Welcome back to OpenGL Fundamentals: Your First Triangle! In our previous lesson, we successfully set up vertex data and uploaded our triangle geometry to the GPU. However, as we mentioned at the end, our window remained blank despite all that careful preparation. That's because we're missing a crucial piece of the puzzle: shaders.
Today, in our third lesson, we'll write our first GPU programs that will finally bring our triangle to life on the screen. Shaders are small programs written in GLSL (OpenGL Shading Language) that run directly on the graphics card, telling it exactly how to process our vertex data and determine the final pixel colors. We'll create two essential shaders: a vertex shader to position our triangle and a fragment shader to color it. By the end of this lesson, we'll have a complete rendering pipeline that transforms our vertex data into visible pixels.

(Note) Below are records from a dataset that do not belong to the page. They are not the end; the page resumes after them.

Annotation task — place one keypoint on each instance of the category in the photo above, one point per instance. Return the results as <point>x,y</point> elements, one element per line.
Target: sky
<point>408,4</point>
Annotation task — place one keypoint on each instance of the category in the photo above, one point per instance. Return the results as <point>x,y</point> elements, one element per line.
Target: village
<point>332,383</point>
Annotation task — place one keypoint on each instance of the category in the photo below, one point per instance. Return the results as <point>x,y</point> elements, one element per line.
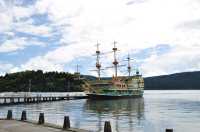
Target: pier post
<point>169,130</point>
<point>41,118</point>
<point>66,123</point>
<point>4,100</point>
<point>18,99</point>
<point>23,117</point>
<point>107,127</point>
<point>9,115</point>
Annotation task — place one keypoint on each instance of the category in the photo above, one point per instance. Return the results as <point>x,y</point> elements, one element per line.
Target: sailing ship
<point>115,86</point>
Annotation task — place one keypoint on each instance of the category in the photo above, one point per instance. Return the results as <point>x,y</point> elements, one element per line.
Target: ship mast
<point>98,65</point>
<point>115,62</point>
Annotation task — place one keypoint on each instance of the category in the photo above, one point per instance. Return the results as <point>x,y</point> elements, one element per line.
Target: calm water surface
<point>154,112</point>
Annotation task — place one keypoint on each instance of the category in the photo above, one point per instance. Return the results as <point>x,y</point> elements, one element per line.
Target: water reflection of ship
<point>133,109</point>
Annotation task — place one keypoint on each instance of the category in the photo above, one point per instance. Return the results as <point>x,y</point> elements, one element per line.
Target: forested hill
<point>178,81</point>
<point>40,82</point>
<point>63,82</point>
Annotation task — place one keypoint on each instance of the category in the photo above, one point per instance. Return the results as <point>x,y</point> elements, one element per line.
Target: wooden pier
<point>20,98</point>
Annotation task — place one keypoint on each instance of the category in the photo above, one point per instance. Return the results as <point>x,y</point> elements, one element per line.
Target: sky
<point>161,36</point>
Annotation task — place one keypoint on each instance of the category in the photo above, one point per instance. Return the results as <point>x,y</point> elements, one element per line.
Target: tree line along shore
<point>40,81</point>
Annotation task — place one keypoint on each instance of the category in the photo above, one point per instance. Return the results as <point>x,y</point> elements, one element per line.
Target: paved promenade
<point>19,126</point>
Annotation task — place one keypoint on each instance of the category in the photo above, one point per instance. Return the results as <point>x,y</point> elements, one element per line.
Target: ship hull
<point>104,96</point>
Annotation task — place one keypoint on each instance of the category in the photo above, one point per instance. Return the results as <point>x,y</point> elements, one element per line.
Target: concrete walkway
<point>18,126</point>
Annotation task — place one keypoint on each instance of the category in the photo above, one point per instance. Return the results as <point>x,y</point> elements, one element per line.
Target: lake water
<point>155,112</point>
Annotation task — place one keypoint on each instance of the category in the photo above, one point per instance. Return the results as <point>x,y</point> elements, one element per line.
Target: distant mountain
<point>178,81</point>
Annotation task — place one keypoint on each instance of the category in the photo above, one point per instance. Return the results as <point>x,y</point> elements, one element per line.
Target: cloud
<point>76,26</point>
<point>16,44</point>
<point>5,67</point>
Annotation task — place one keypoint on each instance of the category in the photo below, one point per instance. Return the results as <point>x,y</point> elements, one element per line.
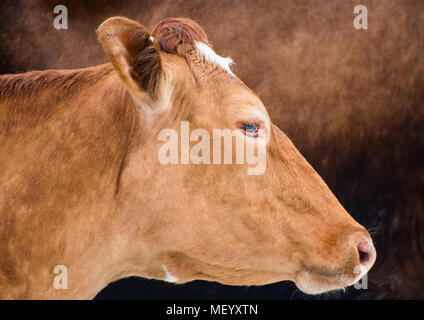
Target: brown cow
<point>82,186</point>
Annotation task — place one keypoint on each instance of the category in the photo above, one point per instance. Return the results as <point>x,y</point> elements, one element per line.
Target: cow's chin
<point>314,284</point>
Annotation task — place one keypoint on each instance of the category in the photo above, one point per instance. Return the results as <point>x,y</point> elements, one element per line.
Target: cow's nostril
<point>366,252</point>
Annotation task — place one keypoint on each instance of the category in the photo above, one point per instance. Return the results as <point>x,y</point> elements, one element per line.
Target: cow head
<point>184,220</point>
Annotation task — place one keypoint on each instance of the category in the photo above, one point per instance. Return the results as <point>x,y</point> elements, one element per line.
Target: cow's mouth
<point>316,280</point>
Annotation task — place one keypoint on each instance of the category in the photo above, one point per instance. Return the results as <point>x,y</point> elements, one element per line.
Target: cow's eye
<point>250,127</point>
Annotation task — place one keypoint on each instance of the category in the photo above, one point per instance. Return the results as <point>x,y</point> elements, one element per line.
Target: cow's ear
<point>133,53</point>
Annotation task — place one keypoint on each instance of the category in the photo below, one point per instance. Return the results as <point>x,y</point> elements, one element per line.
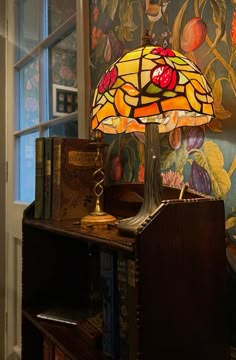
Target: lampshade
<point>151,89</point>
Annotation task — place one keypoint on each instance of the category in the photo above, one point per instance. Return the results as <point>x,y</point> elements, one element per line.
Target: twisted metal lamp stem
<point>152,182</point>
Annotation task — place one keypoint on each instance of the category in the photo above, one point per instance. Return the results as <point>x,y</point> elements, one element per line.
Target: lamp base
<point>97,220</point>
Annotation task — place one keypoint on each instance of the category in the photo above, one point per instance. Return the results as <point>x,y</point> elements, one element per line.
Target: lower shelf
<point>67,337</point>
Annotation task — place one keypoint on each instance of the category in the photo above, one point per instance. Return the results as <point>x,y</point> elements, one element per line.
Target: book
<point>47,349</point>
<point>73,167</point>
<point>122,283</point>
<point>131,309</point>
<point>48,177</point>
<point>58,354</point>
<point>39,178</point>
<point>63,314</point>
<point>109,303</point>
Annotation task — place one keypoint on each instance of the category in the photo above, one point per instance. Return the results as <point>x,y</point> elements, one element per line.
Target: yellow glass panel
<point>106,111</point>
<point>145,111</point>
<point>132,55</point>
<point>198,87</point>
<point>202,98</point>
<point>147,64</point>
<point>125,68</point>
<point>178,103</point>
<point>145,78</point>
<point>133,101</point>
<point>190,92</point>
<point>130,89</point>
<point>208,109</point>
<point>131,78</point>
<point>147,99</point>
<point>122,107</point>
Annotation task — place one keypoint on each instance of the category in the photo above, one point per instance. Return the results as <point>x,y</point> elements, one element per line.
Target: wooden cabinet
<point>179,298</point>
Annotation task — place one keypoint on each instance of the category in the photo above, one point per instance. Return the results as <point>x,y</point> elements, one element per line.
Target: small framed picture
<point>64,100</point>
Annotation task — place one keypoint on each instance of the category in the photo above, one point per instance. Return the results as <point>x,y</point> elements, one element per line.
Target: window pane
<point>63,84</point>
<point>29,95</point>
<point>59,11</point>
<point>28,26</point>
<point>69,129</point>
<point>27,167</point>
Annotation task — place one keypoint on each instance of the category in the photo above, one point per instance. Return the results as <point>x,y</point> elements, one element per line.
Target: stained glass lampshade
<point>150,89</point>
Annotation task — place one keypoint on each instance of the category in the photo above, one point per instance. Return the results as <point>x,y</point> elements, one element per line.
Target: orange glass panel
<point>133,101</point>
<point>147,99</point>
<point>130,89</point>
<point>149,110</point>
<point>190,92</point>
<point>208,109</point>
<point>178,103</point>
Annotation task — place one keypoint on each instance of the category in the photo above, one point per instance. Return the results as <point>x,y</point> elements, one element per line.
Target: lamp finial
<point>146,38</point>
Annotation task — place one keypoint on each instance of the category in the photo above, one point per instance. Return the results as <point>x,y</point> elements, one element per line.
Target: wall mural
<point>205,31</point>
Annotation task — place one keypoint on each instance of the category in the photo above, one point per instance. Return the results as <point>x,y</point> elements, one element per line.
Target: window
<point>46,82</point>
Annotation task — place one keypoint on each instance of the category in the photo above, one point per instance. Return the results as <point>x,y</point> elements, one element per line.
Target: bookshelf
<point>179,295</point>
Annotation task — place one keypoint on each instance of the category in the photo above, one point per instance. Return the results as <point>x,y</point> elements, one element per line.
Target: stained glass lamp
<point>150,89</point>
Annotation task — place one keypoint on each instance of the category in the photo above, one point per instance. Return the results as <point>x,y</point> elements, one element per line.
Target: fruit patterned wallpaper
<point>205,31</point>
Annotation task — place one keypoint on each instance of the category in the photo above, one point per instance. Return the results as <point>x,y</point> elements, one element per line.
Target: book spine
<point>122,282</point>
<point>48,178</point>
<point>39,178</point>
<point>58,354</point>
<point>56,181</point>
<point>47,349</point>
<point>110,303</point>
<point>131,304</point>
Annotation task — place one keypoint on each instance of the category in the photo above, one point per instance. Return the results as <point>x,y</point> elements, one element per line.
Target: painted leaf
<point>104,4</point>
<point>112,7</point>
<point>181,158</point>
<point>219,14</point>
<point>231,222</point>
<point>177,27</point>
<point>211,158</point>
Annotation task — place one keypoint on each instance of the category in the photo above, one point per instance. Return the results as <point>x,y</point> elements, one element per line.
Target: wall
<point>2,178</point>
<point>205,31</point>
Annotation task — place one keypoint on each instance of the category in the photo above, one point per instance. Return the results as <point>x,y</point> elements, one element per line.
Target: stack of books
<point>64,178</point>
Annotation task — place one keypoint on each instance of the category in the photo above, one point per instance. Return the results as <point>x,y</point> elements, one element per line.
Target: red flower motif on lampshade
<point>163,52</point>
<point>164,77</point>
<point>107,80</point>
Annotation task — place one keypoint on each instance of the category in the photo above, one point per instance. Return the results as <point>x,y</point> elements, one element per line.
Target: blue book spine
<point>110,303</point>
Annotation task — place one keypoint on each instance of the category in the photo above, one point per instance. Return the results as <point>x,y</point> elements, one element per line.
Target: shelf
<point>66,337</point>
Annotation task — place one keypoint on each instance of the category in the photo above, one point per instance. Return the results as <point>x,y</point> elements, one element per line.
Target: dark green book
<point>131,304</point>
<point>39,178</point>
<point>122,281</point>
<point>48,158</point>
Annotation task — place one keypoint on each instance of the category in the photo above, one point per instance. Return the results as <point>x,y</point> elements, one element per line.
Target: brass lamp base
<point>97,220</point>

Modern OpenGL operates on a programmable pipeline, which means we have direct control over how the GPU processes our geometry. This is fundamentally different from older fixed-function pipelines, where rendering behavior was predetermined. With programmable shaders, we can customize every step of the rendering process.
The two most essential stages we need to program are the vertex stage and the fragment stage. The vertex shader runs once for each vertex in our triangle, transforming 3D positions and preparing data for the next stages. The fragment shader then runs for each pixel that needs to be colored, determining the final color output. Between these stages, the GPU automatically handles tasks like connecting vertices into triangles and determining which pixels are covered.
Think of shaders as specialized functions: the vertex shader is like a position calculator that decides where each corner of our triangle appears on screen (this gets mapped onto the normalized OpenGL coordinate space!), while the fragment shader is like a paint bucket that decides what color to fill each pixel. Both work together to transform our simple array of numbers into visible geometry.